Email bodies and attachment metadata are cached per-folder in ~/.cache/matcha/email_bodies/. When a user views an email:

  1. The cache is checked first (GetCachedEmailBody).
  2. If found, the cached body is returned instantly without a network call.
  3. If not found, the body is fetched from the server and saved to cache (SaveEmailBody).
  4. When folder emails are refreshed, stale body cache entries (for emails no longer on the server) are pruned (PruneEmailBodyCache).

Attachment binary data is not cached — only metadata (filename, MIME type, part ID, etc.) is stored. Attachment downloads always go to the server.

OAuth2 / XOAUTH2

Accounts with auth_method: "oauth2" use the XOAUTH2 mechanism instead of passwords. This is supported for Gmail and Outlook. The flow works across three layers:

  1. config/oauth.go — Go-side orchestration. Extracts the embedded Python helper to ~/.config/matcha/oauth/, invokes it to run the browser-based authorization flow (RunOAuth2Flow) or to retrieve a fresh access token (GetOAuth2Token). The IsOAuth2() method on Account checks the auth method.
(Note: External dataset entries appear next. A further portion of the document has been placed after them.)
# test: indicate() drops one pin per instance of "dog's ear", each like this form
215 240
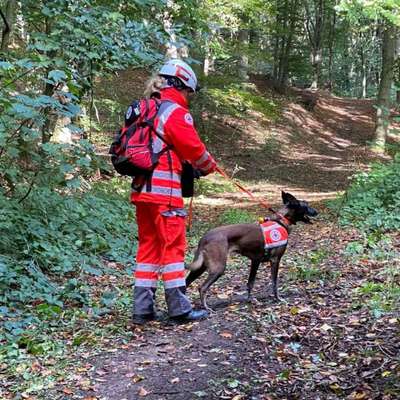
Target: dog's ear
288 198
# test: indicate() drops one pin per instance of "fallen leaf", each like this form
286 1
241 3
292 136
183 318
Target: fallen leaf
143 392
325 327
137 378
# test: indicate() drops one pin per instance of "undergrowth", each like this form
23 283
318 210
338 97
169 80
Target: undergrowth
53 248
236 99
372 204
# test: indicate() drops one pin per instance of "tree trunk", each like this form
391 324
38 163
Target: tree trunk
363 74
383 101
8 19
243 59
332 31
172 50
314 27
284 64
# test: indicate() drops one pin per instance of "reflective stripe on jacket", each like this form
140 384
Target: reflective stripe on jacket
275 235
175 124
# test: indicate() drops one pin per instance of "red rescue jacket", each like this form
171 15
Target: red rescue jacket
175 124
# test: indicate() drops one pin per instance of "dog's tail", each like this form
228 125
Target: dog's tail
198 260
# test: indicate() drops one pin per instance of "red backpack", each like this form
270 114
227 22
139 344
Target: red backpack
132 151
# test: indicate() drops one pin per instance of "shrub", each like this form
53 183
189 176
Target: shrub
373 200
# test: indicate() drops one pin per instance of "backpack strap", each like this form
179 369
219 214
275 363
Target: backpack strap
150 123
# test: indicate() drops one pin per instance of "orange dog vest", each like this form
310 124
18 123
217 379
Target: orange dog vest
275 235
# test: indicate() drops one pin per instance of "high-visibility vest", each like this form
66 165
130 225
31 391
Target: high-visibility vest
175 125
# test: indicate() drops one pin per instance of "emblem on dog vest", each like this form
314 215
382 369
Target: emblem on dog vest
275 235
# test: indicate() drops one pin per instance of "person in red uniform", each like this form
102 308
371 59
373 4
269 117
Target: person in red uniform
159 204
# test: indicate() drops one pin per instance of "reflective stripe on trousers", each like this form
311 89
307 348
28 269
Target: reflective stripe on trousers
160 253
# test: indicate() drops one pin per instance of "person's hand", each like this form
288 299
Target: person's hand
197 174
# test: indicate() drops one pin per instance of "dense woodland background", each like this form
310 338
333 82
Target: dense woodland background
68 70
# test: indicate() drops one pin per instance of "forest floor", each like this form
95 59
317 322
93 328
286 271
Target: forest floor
322 341
319 342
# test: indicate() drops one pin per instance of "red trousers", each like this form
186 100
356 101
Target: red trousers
161 253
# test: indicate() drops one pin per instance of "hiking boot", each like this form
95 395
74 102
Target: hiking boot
191 316
143 319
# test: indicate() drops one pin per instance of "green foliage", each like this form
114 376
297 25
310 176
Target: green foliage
49 78
240 100
309 268
380 297
373 200
53 242
207 187
236 216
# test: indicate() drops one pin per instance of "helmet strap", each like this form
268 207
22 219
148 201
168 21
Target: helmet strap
175 82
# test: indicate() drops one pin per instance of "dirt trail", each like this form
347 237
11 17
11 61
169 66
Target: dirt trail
310 152
317 343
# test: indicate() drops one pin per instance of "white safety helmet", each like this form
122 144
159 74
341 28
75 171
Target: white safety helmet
180 70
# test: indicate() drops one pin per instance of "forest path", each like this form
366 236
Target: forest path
318 343
311 151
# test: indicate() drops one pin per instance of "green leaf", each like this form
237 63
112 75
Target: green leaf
57 76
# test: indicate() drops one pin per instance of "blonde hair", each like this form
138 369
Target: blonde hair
154 86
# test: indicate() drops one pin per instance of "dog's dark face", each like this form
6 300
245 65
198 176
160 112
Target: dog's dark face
298 210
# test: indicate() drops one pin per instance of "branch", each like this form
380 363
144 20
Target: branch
7 28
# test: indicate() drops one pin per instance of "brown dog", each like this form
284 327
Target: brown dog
247 240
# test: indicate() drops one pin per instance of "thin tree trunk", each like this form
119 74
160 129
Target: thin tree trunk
332 32
383 101
8 18
172 50
314 27
243 59
284 65
363 74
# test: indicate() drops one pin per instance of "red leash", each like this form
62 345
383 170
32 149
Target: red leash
243 189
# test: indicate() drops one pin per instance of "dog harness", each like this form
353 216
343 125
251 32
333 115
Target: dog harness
275 235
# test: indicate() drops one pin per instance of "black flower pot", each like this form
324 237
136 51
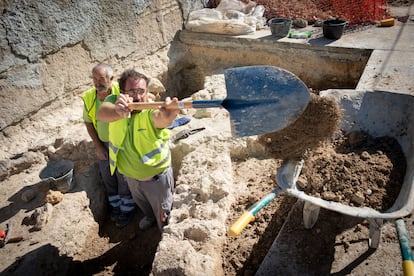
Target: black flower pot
280 27
333 28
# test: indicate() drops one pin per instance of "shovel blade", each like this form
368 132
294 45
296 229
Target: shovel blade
263 99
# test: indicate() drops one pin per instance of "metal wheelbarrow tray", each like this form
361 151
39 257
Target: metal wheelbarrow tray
378 113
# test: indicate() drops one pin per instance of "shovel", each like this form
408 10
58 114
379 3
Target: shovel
260 99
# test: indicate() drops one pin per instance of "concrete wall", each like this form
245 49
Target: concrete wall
319 67
48 47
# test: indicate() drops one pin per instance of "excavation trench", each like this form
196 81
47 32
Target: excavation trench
217 175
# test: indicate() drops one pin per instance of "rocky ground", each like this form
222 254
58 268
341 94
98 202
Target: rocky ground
103 249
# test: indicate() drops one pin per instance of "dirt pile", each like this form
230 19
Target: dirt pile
357 170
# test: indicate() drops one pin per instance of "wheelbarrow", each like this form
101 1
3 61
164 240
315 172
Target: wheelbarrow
59 175
378 113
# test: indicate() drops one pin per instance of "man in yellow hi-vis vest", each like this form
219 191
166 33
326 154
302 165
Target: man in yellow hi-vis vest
116 187
139 147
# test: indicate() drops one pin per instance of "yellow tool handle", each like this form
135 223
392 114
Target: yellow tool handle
155 105
241 223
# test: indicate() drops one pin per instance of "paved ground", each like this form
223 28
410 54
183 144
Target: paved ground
390 68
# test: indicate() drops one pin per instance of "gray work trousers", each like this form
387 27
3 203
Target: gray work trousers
154 197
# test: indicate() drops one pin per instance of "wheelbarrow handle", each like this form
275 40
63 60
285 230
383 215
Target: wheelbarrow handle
249 214
404 240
  2. config/oauth_script.py — Embedded Python script that handles the full OAuth2 lifecycle for both Gmail and Outlook:

    • auth — Opens a browser for authorization (Google or Microsoft), captures the callback on localhost:8189, exchanges the code for tokens, and saves them to ~/.config/matcha/oauth_tokens/. The provider is auto-detected from the email domain or can be specified with --provider.
    • token — Returns a fresh access token, automatically refreshing if expired (with a 5-minute buffer).
    • revoke — Revokes tokens and deletes local storage.
    • Client credentials are stored per provider: ~/.config/matcha/oauth_client.json (Gmail), ~/.config/matcha/oauth_client_outlook.json (Outlook).
  3. fetcher/xoauth2.go — Implements the XOAUTH2 SASL mechanism (sasl.Client interface) for IMAP/SMTP authentication. Formats the initial response as user=<email>\x01auth=Bearer <token>\x01\x01 per the XOAUTH2 protocol spec.